S.A.S.: How could we reconcile the fact that, at least in the case of the United States, all those progresses in the concepts and philosophical-scientific knowledge about our brain and consciousness are accompanied by an important increase in the belief on mystic and religious ideas by the public in general?

R. Llinás: I think that this increase in the interest for mystic ideas has something to do with a dichotomy between the well-educated and the not well-educated groups. The well-educated people have less desire for magic solutions than the not so well educated. But the speed of generation of new knowledge is so high that for many people it seems much easier to hide behind something that solves everything, than to have to try to fight with the knowledge that has been growing in an incredible way. For this reason, I think that is some kind of social defense. Now, I don’t know what will be the end of this seesaw movement. I have been hearing that the 21st century will be religious or not… I don’t know.
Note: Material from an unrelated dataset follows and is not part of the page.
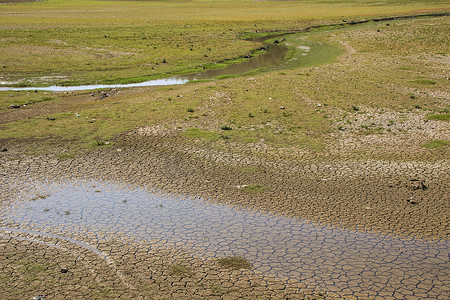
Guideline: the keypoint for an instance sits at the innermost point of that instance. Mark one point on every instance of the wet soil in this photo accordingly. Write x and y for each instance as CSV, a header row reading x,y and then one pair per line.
x,y
406,198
S.A.S.: At least in psychiatry this is producing already what we could call “the consequences of the Cartesian thought for the clinic”. For example, patients who are submitted to lithium therapy suffer from important subjective ruptures when they try to reconcile the incredible effect of this metal with their paradigms concerning themselves. Wouldn’t possibly this situation being helped by a certain ideological delay on the part of the clinical neuroscientists?
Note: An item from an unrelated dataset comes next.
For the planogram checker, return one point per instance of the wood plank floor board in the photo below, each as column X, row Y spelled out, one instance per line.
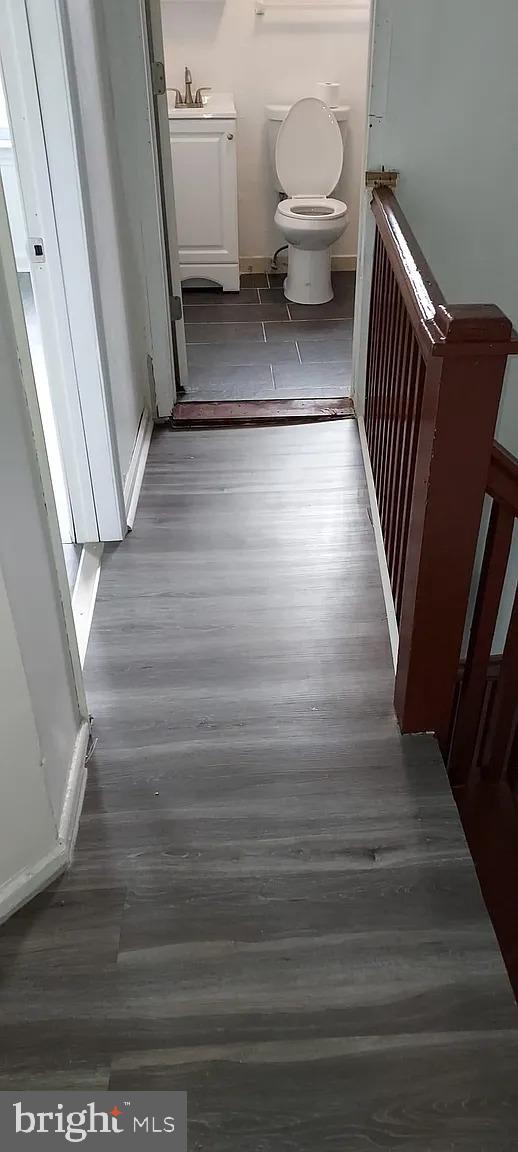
column 271, row 903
R. Llinás: Yes, above all in psychiatry. There are powerful schools in psychiatry which do not wish the changes to happen. It is a pity, because many of them are dying off due to this absence of changes, and biological psychiatry is increasing in an exponential way. Psychiatry branches with a psychotherapeutical bent are already dying out, and I believe that the professionals who are practicing psychotherapy should know that sometimes a word to the patient is equivalent to an injection of a drug. What we have to do is to translate the meanings of these words and those ideas into concepts, which are more concretely related to the Neurosciences.

S.A.S.: Why do you think that we have to develop more neuroscientific knowledge in Latin American countries?

R. Llinás: The future of human relationships will be directly related to the cerebral functions. For this reason it is already a fundamental thing. In the past, and well until today, some South American countries have had a great neuropharmacological history, since the natives’ times. It is necessary that we remind ourselves of the many licit and illicit drugs that were generated in our continent and that act on the brain. We have to remember the incredible histories with coffee, chocolate, etc. On the other hand, the Neurosciences do not exist exclusively to understand man’s nature. They also serve a social function, such as in the treatment of the cerebral diseases or when helping us to have a more pleasant and constructive life. It is a thing that one could explore well.